Whence Salvation?

It is by the name of Jesus Christ of Nazareth, whom you crucified but whom God raised from the dead, that this man stands before you healed. He is “ ‘the stone you builders rejected, which has become the capstone.’  Salvation is found in no-one else, for there is no. other name under heaven given to men by which we must be saved.”

Acts 4.10-12

Humans have an “awesome power to save ourselves”, Boris Johnson told world leaders last night, urging them to spend more on combating climate change.

The Times – Thursday 23rd September

In coupling the words recorded for us in the Book of Acts which follow on from a miraculous healing of a man lame from birth, with the Times quote from the Prime Minister, I fully appreciate that the ideas of salvation in each case are very different. However they show up major fault line in our government and national thinking, which is increasingly mirrored throughout the western world, namely that we can save ourselves and that Jesus Christ is effectively irrelevant.

The ‘super pride’ in man which says “we can do it” is daily exposed to be based on a fiction, as instead of everything we touch being turned to gold it is more often than not turned to dust.

That friction is that man is all powerful; that a generation inwardly focussed on ‘me’ will empower us;  that abandoning our Judeo-Christian foundations, has somehow freed the world to move ever upwards and that as long as we solve global warming this world will last forever.

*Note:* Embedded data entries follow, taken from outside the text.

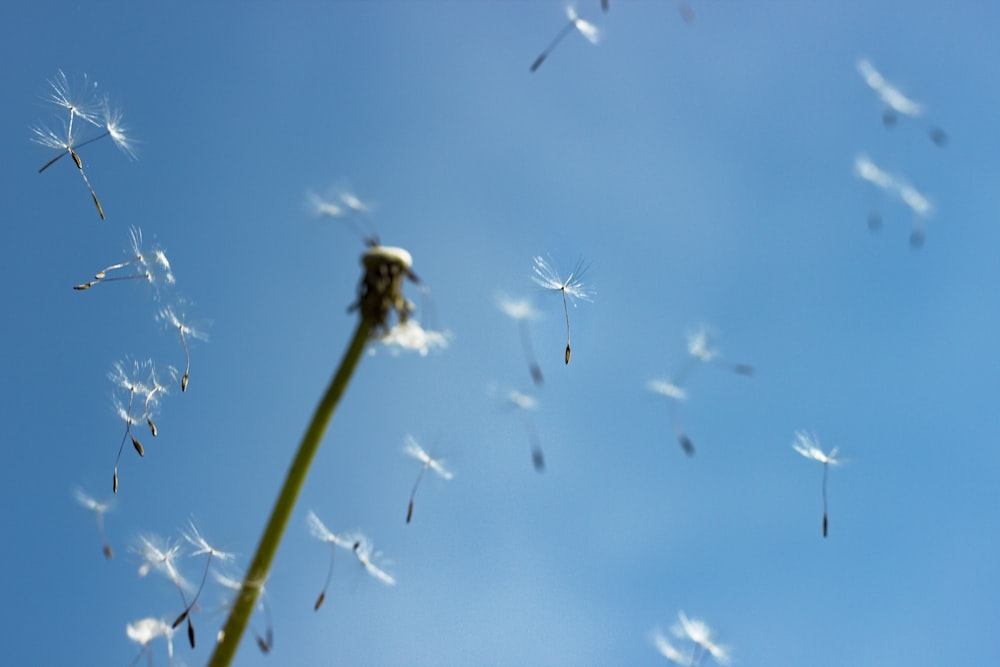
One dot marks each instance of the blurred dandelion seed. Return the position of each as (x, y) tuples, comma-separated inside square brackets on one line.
[(365, 552), (674, 394), (175, 319), (884, 182), (586, 29), (522, 310), (571, 289), (144, 631), (896, 102), (414, 449), (99, 509), (201, 547), (323, 534), (125, 377), (698, 632), (807, 445), (265, 641), (526, 404)]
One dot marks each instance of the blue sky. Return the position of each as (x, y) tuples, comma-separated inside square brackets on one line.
[(705, 172)]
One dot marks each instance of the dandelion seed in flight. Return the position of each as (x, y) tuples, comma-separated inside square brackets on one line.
[(521, 311), (81, 108), (152, 267), (896, 102), (884, 182), (571, 289), (99, 509), (129, 378), (414, 449), (701, 636), (807, 445), (586, 29), (174, 318), (365, 552), (201, 548), (265, 641), (323, 534), (144, 631)]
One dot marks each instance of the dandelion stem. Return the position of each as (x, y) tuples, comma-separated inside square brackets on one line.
[(225, 650)]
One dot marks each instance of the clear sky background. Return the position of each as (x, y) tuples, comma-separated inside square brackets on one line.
[(705, 173)]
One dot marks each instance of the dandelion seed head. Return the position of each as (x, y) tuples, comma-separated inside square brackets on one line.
[(547, 278), (667, 388), (890, 95), (668, 650), (409, 336), (414, 449), (807, 445), (113, 118)]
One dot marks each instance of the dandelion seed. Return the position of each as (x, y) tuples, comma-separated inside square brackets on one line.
[(201, 547), (698, 632), (586, 29), (668, 650), (895, 185), (323, 534), (896, 102), (99, 509), (522, 310), (807, 445), (265, 641), (175, 319), (675, 393), (571, 289), (144, 631), (126, 377), (365, 552), (526, 404), (151, 267), (414, 449), (409, 336)]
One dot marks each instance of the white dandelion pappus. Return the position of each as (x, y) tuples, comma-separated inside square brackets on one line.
[(588, 30), (571, 289), (807, 445), (414, 450), (318, 530)]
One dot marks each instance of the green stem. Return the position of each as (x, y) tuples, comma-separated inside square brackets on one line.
[(261, 565)]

In the midst of this chaos it is fascinating to read many non-Christian writers with the insight to see that although they do not believe in God they understand the need for the solid spiritual, ethical and moral foundations on which the western world was built, which are now increasingly abandoned because “we have awesome power to save ourselves”.

How should we, who own the name ‘Christian’, respond?

We must raise our heads above the parapet. We must not, we cannot be silent. There are so many areas of life, where without the spiritual and moral compass which God’s word gives, the trajectory is furhter and further into hopelessness and despair. As this accelerates we need to remember  the reply of Peter to Jesus when Jesus asked the disciples  “Do you want to leave too?” John 6.67-69

“Lord, to whom shall we go? You have the words of eternal life. We believe and know that you are the Holy One of God.”

In Jesus alone, is the source of eternal life. Not in solving global warming, which is only temporary; not by seeking to go carbon neutral which is a laudable aim as we are mandated by God to care for our world; not in any of the grand schemes that man imagines but in Jesus.

Let us be proactive in proclaiming this LIFE-GIVING truth.